Prioritization Challenges: The project tasks were distributed between the four trains due to lack of full stack trains. The priority of the project tasks differed between trains due to the lack of alignment between the trains. The trains had different PI cycles, i.e., they lacked PI cadence. They did not have joint PI planning, nor joint prioritization. One of the project managers mentioned that, they need to have some kind of planning where they can continue the prioritization or have some common prioritization session. While some other interviewees hoped for a portfolio layer to have continuity in the prioritization and to make sure the related tasks have the same priority between the trains.

For example, if project tasks were allocated between two trains, a task in train one is prioritized as one and in train two a related task as ten. If there is a delay, then the train two may move the task to the next PI, which causes a delay in the delivery of the project, which has a strict deadline. This also created additional coordination overhead between the trains to ensure the other tasks related to a certain priority, e.g., “one”, also have the same priority “one” between all four trains.

Challenges Due to Dependencies.

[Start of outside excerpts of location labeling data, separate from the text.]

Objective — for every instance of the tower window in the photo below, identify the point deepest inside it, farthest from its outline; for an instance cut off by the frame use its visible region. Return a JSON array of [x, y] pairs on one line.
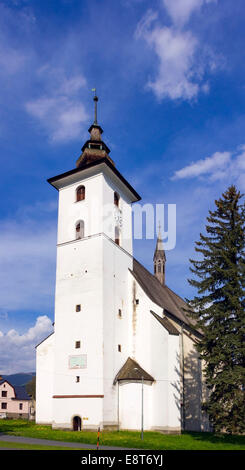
[[80, 193], [117, 235], [116, 199], [79, 229]]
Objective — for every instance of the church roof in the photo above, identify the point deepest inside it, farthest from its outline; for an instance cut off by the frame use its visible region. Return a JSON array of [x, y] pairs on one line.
[[166, 324], [160, 294], [131, 370], [55, 179]]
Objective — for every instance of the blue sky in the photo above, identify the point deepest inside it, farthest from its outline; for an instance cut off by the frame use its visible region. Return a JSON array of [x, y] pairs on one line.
[[170, 77]]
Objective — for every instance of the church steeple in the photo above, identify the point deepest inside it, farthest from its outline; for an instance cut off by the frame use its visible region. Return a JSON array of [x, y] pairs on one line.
[[159, 259], [94, 148]]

External Dependencies: The tasks and features done in trains had several dependencies to the organizational units external to the trains. Many interviewees reported that every task or feature that was supposed to be delivered by a release train had lots of dependencies outside the trains. Additionally, the organization had separated the operations (Ops) and testing from the release trains by forming separate centers of excellence (CoE) for DevOps and Testing. This created further delays and dependencies between the trains and CoEs.

The organization found it impossible to form full stack trains by having all the competencies and people working full-time for the trains also from the external units. These dependencies between the trains and external units caused a lot of delays to the deliveries.

Inter-train Dependencies: The train design still had the old silo structure, i.e., the trains were responsible only for their own silo. The front-end and the back-end work was distributed between two different trains. Most tasks required data from the back-end to change something in the front end. This caused a lot of dependencies and coordination needs between the trains and finishing a task during the same period was challenging.

Many people argued these dependencies between the tasks were already present while running the projects, but there were project managers to coordinate the dependencies. After SAFe, the coordination of dependencies was pushed down to the team level. Teams were good at identifying the dependencies, but they were not good at acting on them. The project managers, who were not part of trains, were trying to coordinate between the trains, even though the teams should coordinate themselves according to agile and SAFe.

figure g

Some of the interviewees, especially at the team level, expressed the need to bring in the portfolio and large solution layers to deal with the coordination between the ARTs. At the end of our study period, the coaches were planning the portfolio layer.

5 Discussion

5.1 RQ1: How Did the Release Train Formation Proceed at the Case Organization?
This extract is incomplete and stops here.